Des assises par ici, d’autres par là. Depuis quelques mois, les rencontres sectorielles se multiplient, portées par la vague de la réfondation. Police, armée, gendarmerie, tourisme, chacun y va de son rendez-vous, de ses diagnostics et de ses résolutions. Mais derrière cette effervescence, une question persiste : à quoi tout cela va-t-il vraiment servir ? Difficile de
ne pas comprendre les doutes qui traversent l’opinion car à chaque période de transition, les consultations foisonnent… et, trop souvent, leurs conclusions terminent au fond d’un tiroir.
Ce scepticisme n’a rien d’un défaitisme, c’est tout à fait légitime. Et il traduit surtout une fatigue citoyenne face à un rituel devenu familier. Les assises se succèdent mais les pratiques changent rarement. Pour de nombreux observateurs, ces rencontres semblent même parfois servir davantage à légitimer une période de flou qu’à apporter des réponses concrètes.
Pourtant, le discours entendu à l’ouverture des Assises nationales de la police, hier, au Centre de conférences international (CCI), tente de rappeler un autre cap, notamment sur le changement de mentalité. D’autnt que les mots d’ordre ont été clairs, à savoir l’exemplarité, le professionnalisme et la proximité avec la population. « La population attend des changements profonds », a d’ailleurs déclaré le Chef de l’Etat. C’est un discours entendu mais qui exige désormais des actes.
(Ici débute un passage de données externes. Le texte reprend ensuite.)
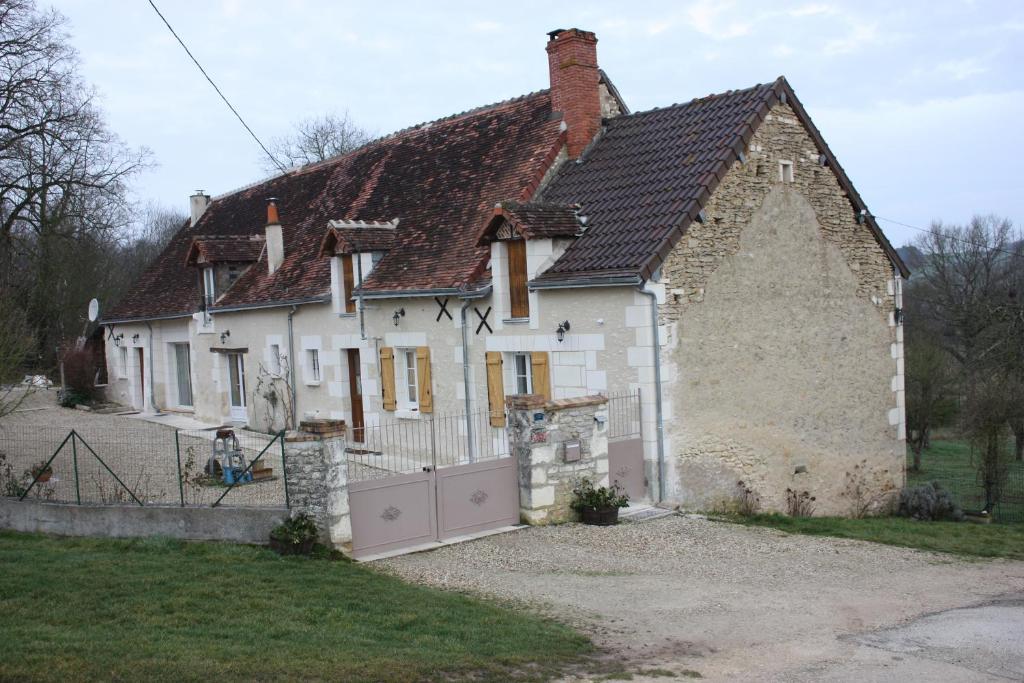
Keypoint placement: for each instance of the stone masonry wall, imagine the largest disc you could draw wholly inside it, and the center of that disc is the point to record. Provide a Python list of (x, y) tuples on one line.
[(782, 360), (317, 481), (538, 433)]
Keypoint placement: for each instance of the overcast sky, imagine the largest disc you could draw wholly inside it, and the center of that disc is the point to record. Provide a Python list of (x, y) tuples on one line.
[(922, 101)]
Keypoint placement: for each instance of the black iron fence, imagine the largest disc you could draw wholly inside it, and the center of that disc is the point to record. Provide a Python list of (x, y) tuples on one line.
[(140, 463)]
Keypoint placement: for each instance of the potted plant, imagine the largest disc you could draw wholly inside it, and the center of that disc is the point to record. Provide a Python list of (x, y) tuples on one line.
[(295, 536), (42, 472), (598, 505)]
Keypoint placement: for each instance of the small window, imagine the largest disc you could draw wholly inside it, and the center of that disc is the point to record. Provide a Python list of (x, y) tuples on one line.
[(523, 375), (312, 355), (785, 171), (409, 390), (209, 288), (275, 358)]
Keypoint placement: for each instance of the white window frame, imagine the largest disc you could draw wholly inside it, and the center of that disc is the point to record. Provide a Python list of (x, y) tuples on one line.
[(515, 376), (785, 171), (312, 367), (275, 366), (407, 385)]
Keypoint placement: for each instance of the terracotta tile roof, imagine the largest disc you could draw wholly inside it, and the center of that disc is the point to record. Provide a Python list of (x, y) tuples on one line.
[(534, 220), (352, 237), (441, 179), (648, 175), (229, 249)]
Le même ton a résonné lors des Assises nationales pour la refondation du tourisme, toujours avec de vastes ambitions. L’armée aussi avait lancé ses assises pour moderniser ses structures, corriger les dysfonctionnements et réaffirmer ses valeurs fondamentales. Tout comme la Gendarmerie nationale qui avait alors réuni ses responsables pour tenter de restaurer la confiance d’une population ébranlée par des abus. En gros, ces derniers temps, on assiste presque à un exercice d’autoflagellation où chaque institution reconnaît ses dérives, expose ses failles et promet de repartir sur de nouvelles bases.
Reste à voir si cette lucidité débouchera réellement sur des actes
car au fond, ces assises marquent peut-être un tournant. Peut-être aussi reproduisent-elles un schéma connu. Tout dépendra de ce qui suivra. Car le pays n’a plus besoin de grands discours, il a besoin de preuves.
Si la refondation veut être plus qu’un slogan, elle devra se mesurer non au nombre de rencontres organisées mais aux changements visibles dans le quotidien des malgaches. Les assises posent les questions. Seule l’action apportera les réponses.